American obstetrician and gynecologist

Catharine Macfarlane (1877–1969) was an American obstetrician and gynecologist who founded one of the first screening centers for uterine cancer in the United States. She was the first woman fellow of the College of Physicians of Philadelphia, and the first woman president of the Obstetrical Society of Philadelphia.

== Education ==
At the age of sixteen, Catherine Macfarlane entered the University of Philadelphia in 1893 and earned her Bachelor of Science in biology in 1895. By 1898 she earned her medical degree from the Women's Medical College of Pennsylvania before beginning postgraduate work at Johns Hopkins University. Macfarlane interned at the Women's Hospital of Philadelphia from the end of her medical education to 1900.

== Medical career ==
During her time interning at the Women's Hospital of Philadelphia, Macfarlane held the position of instructor in obstetrics at the Women's Medical College of Pennsylvania. She began a private practice in 1900 and continued this until 1903 at which time she accepted a position with the Women's Medical College of Pennsylvania as an instructor of gynecology. In her last year of private practice, she became the first practitioner to use radium in cancer treatment. After accepting the position of instructor of gynecology at the Women's Medical College of Pennsylvania, Macfarlane pursued graduate study in urology, obstetrics, gynecology, and radiology between 1903 and 1905. In 1908 she was appointed chief of gynecology at Women's Hospital in Philadelphia and in 1913 she was admitted to the American College of Surgeons. In 1922, Macfarlane was appointed professor of gynecology at the Women's Medical College of Pennsylvania, a position that she held until 1942. This same year she attended the first Pennsylvania State Conference on Birth Control alongside Margaret Sanger to advocate for women's right to vote and obtain birth control. Two years later in 1924, Catherine Macfarlane was appointed Chief of Obstetrics and Gynecology at Philadelphia General Hospital and accepted the position of research professor of gynecology at Woman's Medical College of Pennsylvania which she held until death. In 1938, Macfarlane co-founded the Cancer Control Research Project at the Woman's Medical College of Philadelphia. The same year, she received a grant from the Committee on Clinical Research of the American Medical Association to establish a cancer research and prevention clinic alongside which she opened the first uterine cancer screening program in the United States. In 1962, near the end of her career, Macfarlane began research on breast self exams with the Philadelphia Division of the American Cancer Society.

== Legacy and honors ==
In 1936, Macfarlane was appointed to the head of the Medical Women's National Association, later renamed the American Medical Women's Association. A year later, in 1937, she was appointed to the position of Vice President of the Medical Women's International Association which she held until 1947. The same year, in 1947, her five-year tenure as the chairman of the Cancer Committee of the Philadelphia Medical Society ended. Macfarlane served as the president of the Obstetrical Society of Philadelphia from 1943 to 1944.

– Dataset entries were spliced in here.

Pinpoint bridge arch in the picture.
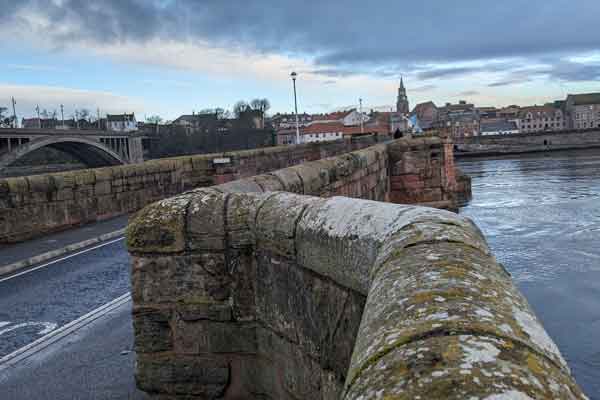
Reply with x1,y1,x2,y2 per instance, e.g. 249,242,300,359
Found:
0,136,127,171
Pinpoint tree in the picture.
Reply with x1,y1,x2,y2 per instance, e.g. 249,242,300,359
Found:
233,100,250,118
250,99,271,114
79,108,90,120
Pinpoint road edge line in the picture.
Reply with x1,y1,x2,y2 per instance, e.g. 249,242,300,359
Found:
0,293,131,372
0,228,126,277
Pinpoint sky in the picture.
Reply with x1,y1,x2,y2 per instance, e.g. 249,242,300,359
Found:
0,0,600,120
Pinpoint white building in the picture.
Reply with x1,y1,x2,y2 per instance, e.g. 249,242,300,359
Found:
480,120,519,136
106,113,137,132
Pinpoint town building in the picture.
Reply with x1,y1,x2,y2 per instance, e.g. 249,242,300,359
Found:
410,101,439,130
396,78,410,115
479,120,519,136
565,93,600,129
106,113,137,132
237,108,265,129
269,113,313,130
476,107,499,120
307,108,369,126
514,105,567,133
436,100,479,138
172,113,217,129
21,118,60,129
389,113,411,137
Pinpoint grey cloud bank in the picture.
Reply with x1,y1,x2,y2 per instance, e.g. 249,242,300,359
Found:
0,0,600,83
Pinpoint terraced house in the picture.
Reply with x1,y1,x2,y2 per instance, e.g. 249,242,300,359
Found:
514,106,566,133
566,93,600,129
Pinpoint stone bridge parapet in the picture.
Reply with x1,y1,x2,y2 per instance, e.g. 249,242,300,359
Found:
0,137,470,243
127,141,585,400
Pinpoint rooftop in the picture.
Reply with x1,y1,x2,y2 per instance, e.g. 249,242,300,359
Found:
567,93,600,106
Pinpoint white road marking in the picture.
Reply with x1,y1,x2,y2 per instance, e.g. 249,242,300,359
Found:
0,322,58,336
0,293,131,372
0,236,125,283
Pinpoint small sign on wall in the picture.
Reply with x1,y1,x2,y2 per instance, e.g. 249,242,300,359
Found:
213,157,231,164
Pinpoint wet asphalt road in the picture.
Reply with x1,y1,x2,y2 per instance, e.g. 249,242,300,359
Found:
0,240,130,357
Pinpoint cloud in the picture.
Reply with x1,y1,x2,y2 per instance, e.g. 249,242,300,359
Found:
417,67,481,80
6,64,66,72
0,0,600,72
410,85,438,93
0,82,145,118
458,90,481,96
547,60,600,82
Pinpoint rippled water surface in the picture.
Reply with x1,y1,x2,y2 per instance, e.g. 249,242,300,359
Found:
458,150,600,400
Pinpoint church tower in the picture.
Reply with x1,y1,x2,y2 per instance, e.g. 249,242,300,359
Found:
396,77,410,115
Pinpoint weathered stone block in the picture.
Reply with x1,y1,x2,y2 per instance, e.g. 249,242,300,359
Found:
136,354,229,399
133,307,173,354
131,253,231,304
127,195,190,253
186,189,226,250
174,318,257,355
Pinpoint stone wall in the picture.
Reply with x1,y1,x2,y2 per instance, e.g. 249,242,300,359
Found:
0,136,468,243
455,129,600,157
0,137,376,243
388,137,458,208
127,189,585,399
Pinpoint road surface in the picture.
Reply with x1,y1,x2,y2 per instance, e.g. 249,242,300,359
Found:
0,222,146,399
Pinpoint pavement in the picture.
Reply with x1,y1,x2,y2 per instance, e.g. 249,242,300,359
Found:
0,218,146,400
0,301,148,400
0,215,128,266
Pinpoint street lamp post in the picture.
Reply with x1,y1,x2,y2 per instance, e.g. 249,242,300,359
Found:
358,99,365,134
290,72,300,144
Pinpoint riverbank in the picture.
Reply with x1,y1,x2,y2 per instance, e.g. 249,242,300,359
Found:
454,129,600,158
456,149,600,400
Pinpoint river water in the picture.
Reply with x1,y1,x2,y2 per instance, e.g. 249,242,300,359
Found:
457,149,600,400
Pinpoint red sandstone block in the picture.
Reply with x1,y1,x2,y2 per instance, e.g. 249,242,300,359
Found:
215,174,234,185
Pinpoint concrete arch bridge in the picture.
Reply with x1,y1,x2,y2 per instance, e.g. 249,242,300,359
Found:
0,129,144,175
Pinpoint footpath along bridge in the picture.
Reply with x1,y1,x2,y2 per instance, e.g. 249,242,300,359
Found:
0,137,585,400
0,129,144,174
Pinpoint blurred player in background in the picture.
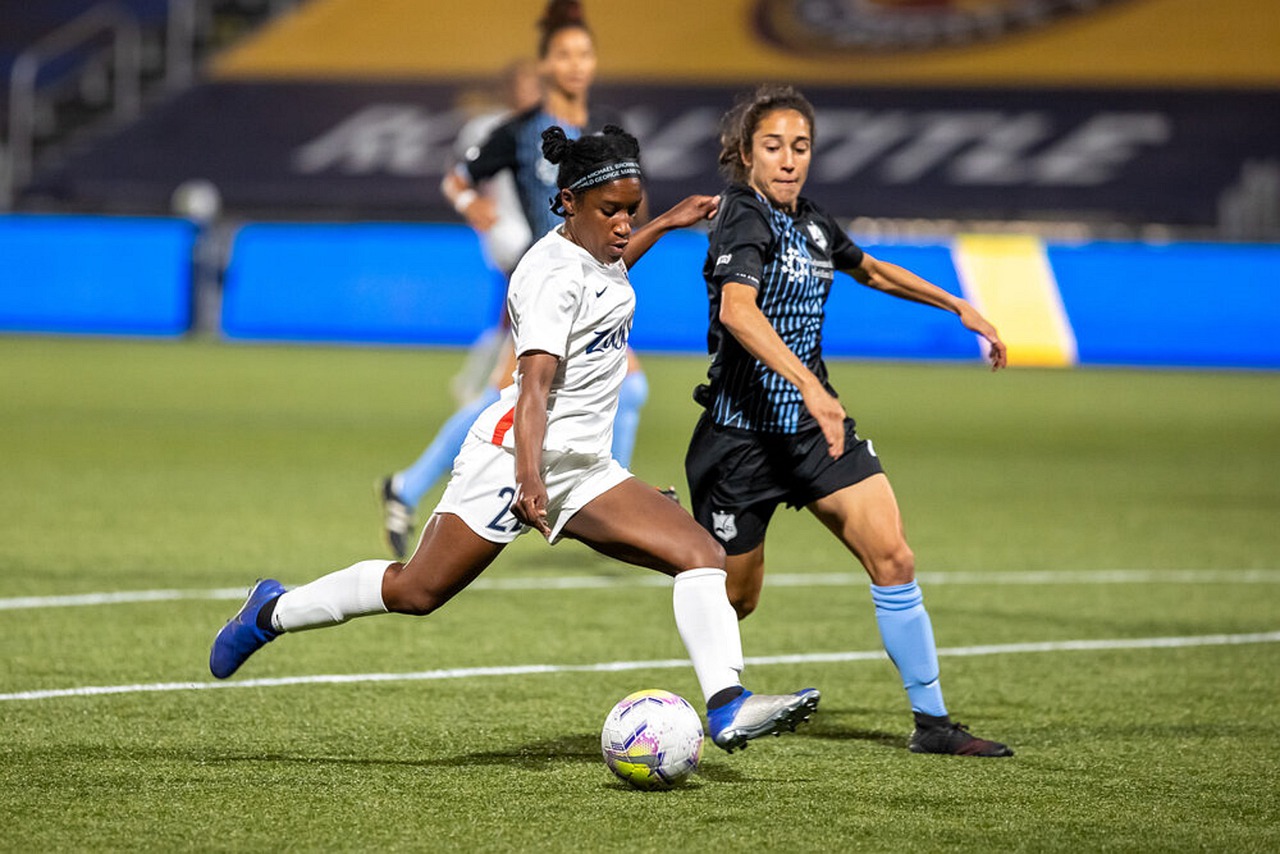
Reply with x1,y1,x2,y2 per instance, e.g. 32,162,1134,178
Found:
379,0,655,557
685,87,1012,757
445,59,543,407
209,125,819,752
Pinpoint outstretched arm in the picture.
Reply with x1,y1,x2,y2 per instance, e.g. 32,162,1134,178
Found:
622,196,719,269
850,254,1009,370
440,169,498,232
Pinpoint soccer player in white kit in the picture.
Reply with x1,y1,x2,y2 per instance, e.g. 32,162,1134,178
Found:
209,125,819,752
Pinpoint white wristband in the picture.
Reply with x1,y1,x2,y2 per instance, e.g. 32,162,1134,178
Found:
453,187,480,214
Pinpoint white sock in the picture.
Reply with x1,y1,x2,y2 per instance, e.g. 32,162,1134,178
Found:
271,561,392,631
672,567,744,702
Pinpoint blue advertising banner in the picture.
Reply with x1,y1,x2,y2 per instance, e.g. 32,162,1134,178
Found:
28,82,1280,227
0,215,196,337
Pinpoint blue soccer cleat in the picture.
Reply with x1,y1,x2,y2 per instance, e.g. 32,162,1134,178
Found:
209,579,284,679
707,688,820,753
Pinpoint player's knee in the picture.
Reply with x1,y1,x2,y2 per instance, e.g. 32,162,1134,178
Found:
383,570,448,617
728,588,760,620
682,531,724,570
868,543,915,586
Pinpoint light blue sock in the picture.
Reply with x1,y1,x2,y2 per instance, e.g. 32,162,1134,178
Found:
392,385,498,508
872,581,947,717
612,371,649,469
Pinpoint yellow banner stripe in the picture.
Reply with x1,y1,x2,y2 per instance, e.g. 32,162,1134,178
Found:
951,234,1076,367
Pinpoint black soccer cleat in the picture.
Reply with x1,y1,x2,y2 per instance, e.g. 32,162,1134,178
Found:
908,712,1014,757
375,478,413,561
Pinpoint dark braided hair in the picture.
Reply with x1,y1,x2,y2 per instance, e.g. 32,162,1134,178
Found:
543,124,640,216
719,85,818,184
538,0,591,59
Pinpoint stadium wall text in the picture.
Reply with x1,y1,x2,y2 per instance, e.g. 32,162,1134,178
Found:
0,215,1280,369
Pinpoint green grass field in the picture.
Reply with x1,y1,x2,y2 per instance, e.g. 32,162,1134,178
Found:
0,338,1280,851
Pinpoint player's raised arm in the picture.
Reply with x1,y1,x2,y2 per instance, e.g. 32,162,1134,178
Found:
850,252,1009,370
622,196,719,269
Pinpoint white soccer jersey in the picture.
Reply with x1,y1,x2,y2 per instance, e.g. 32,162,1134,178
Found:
471,228,636,457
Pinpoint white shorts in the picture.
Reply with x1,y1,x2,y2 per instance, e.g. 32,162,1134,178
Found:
435,435,634,543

In 1948 Macfarlane was the first woman to be awarded the Strittmatter Award. In 1949 she was awarded the Gimbel Award for humanitarian service. In 1951, Macfarlane was jointly awarded the Lasker Award for Clinical Medical Research for her applications of preventive medicine to cancer control. In 1953, Macfarlane was awarded the first annual Mary Silberman Award for her work on cancer prevention.